Multilayer Perceptrons with torch

Author

Mark Andrews

Abstract

We build and train a multilayer perceptron using torch’s nn_module. The running example is MNIST handwritten digit classification. We first implement the training loop explicitly to see all the moving parts, then replace it with luz, which provides a high-level training interface and reduces the boilerplate considerably.

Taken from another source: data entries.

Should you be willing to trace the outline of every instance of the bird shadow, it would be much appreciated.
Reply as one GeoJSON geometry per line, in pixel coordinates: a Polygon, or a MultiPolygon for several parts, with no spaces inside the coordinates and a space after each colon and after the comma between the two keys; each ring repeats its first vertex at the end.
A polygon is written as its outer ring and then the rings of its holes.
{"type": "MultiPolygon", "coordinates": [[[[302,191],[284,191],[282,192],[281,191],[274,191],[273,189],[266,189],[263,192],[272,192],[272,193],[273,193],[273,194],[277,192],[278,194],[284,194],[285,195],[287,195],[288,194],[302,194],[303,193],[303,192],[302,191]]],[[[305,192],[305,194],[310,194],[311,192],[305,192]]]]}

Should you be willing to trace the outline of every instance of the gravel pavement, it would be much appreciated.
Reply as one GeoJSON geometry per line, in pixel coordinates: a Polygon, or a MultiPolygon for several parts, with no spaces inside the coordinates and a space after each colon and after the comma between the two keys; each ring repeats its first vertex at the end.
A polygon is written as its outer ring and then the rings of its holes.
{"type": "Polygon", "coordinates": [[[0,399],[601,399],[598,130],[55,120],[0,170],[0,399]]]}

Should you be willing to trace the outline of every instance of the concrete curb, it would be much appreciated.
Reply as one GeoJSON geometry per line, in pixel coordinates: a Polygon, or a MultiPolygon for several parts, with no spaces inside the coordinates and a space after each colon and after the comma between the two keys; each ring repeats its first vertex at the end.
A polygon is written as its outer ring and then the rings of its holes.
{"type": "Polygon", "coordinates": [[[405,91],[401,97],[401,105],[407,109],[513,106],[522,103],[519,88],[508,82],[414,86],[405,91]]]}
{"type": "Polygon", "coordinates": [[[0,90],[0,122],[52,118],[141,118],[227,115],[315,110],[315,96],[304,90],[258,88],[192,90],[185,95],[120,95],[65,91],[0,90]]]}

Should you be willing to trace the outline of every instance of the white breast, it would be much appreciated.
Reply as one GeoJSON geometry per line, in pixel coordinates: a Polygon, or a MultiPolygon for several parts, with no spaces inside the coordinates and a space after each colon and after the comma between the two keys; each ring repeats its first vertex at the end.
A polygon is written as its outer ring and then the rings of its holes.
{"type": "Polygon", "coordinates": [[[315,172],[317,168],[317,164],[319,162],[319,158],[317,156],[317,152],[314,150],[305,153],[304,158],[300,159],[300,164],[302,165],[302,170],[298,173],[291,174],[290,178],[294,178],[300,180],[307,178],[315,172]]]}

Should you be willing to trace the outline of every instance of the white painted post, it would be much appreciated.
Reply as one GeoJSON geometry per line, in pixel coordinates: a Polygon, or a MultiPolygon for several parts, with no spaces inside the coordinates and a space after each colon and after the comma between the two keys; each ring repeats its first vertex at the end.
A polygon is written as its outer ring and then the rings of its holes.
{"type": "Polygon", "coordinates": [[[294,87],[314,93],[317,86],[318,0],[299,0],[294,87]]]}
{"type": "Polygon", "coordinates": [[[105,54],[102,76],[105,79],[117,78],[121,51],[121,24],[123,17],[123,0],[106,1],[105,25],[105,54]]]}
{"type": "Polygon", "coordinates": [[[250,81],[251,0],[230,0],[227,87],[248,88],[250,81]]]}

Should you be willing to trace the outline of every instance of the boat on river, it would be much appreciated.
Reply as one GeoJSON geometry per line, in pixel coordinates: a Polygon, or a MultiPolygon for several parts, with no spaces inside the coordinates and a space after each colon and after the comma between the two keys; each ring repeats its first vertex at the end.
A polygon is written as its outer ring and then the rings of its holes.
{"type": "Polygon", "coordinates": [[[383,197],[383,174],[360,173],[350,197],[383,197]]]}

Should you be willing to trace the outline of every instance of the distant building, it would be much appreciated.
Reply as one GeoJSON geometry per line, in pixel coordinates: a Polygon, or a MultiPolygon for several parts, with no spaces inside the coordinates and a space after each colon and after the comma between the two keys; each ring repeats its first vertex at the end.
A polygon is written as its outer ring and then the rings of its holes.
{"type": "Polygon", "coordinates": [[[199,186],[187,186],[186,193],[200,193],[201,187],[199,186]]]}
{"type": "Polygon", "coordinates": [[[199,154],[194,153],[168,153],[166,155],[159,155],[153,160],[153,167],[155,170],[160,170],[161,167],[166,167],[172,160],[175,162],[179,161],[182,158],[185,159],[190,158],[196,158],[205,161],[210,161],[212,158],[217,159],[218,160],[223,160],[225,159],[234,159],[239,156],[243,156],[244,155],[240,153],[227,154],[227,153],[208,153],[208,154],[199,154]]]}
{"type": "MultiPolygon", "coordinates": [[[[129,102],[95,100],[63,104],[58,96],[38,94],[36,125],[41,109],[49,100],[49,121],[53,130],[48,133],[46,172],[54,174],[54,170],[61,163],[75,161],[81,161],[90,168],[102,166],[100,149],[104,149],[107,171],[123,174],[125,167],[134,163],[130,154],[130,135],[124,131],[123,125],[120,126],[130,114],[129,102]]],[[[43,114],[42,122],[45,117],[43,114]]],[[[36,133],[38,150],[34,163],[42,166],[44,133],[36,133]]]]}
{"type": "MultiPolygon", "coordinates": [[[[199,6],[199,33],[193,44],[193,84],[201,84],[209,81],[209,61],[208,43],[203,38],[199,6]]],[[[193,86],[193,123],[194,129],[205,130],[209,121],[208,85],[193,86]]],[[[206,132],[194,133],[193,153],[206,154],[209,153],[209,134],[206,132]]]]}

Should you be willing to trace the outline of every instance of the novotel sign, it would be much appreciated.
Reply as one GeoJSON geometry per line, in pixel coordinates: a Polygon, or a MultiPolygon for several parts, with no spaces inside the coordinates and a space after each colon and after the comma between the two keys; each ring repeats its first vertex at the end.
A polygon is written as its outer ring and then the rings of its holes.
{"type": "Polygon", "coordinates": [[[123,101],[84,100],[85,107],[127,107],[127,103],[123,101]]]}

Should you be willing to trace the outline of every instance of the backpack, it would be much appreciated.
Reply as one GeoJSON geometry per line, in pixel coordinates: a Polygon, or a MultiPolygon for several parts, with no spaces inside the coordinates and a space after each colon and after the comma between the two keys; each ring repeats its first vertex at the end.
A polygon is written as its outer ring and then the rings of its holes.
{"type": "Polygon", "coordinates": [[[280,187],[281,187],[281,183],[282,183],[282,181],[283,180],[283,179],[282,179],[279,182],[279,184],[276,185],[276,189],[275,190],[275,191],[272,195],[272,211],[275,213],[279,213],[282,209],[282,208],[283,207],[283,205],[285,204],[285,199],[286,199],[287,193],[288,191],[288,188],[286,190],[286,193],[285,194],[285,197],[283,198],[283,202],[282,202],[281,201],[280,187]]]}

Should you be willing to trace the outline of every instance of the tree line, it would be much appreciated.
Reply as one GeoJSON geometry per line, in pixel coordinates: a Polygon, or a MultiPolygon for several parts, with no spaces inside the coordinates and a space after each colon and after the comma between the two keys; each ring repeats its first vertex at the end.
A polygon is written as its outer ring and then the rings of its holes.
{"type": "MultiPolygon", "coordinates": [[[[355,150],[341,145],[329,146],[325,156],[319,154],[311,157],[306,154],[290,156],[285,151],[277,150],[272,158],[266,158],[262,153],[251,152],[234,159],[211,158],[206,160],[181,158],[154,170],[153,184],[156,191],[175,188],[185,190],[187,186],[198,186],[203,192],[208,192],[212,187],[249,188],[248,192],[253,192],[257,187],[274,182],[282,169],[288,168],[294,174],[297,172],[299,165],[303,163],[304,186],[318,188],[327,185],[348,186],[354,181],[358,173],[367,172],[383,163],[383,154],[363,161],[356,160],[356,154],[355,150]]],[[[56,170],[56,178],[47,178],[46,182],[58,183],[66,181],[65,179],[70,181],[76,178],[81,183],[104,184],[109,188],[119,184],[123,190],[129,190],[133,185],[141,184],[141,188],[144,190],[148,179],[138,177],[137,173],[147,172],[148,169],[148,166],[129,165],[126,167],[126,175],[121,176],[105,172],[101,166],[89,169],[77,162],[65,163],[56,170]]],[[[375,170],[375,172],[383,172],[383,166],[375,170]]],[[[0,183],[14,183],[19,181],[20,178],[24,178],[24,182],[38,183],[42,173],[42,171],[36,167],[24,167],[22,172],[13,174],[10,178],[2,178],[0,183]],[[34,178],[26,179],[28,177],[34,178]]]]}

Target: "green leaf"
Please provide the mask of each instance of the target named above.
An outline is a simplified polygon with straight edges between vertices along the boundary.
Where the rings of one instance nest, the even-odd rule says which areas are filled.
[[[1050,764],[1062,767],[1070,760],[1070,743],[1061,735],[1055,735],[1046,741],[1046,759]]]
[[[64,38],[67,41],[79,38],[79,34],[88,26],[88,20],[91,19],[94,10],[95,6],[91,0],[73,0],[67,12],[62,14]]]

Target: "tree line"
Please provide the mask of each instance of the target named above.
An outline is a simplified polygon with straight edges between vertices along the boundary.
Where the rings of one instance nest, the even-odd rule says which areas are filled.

Defining a network with nn_module

The standard way to define a network in torch for R is to use nn_module. The function takes two key components: initialize, which declares the learnable components of the network, and forward, which describes the computation.

library(torch)

MLP <- nn_module(
  initialize = function() {
    self$fc1 <- nn_linear(784, 128)
    self$fc2 <- nn_linear(128, 64)
    self$fc3 <- nn_linear(64, 10)
  },
  forward = function(x) {
    x <- nnf_relu(self$fc1(x))
    x <- nnf_relu(self$fc2(x))
    self$fc3(x)
  }
)

model <- MLP()
model
An `nn_module` containing 109,386 parameters.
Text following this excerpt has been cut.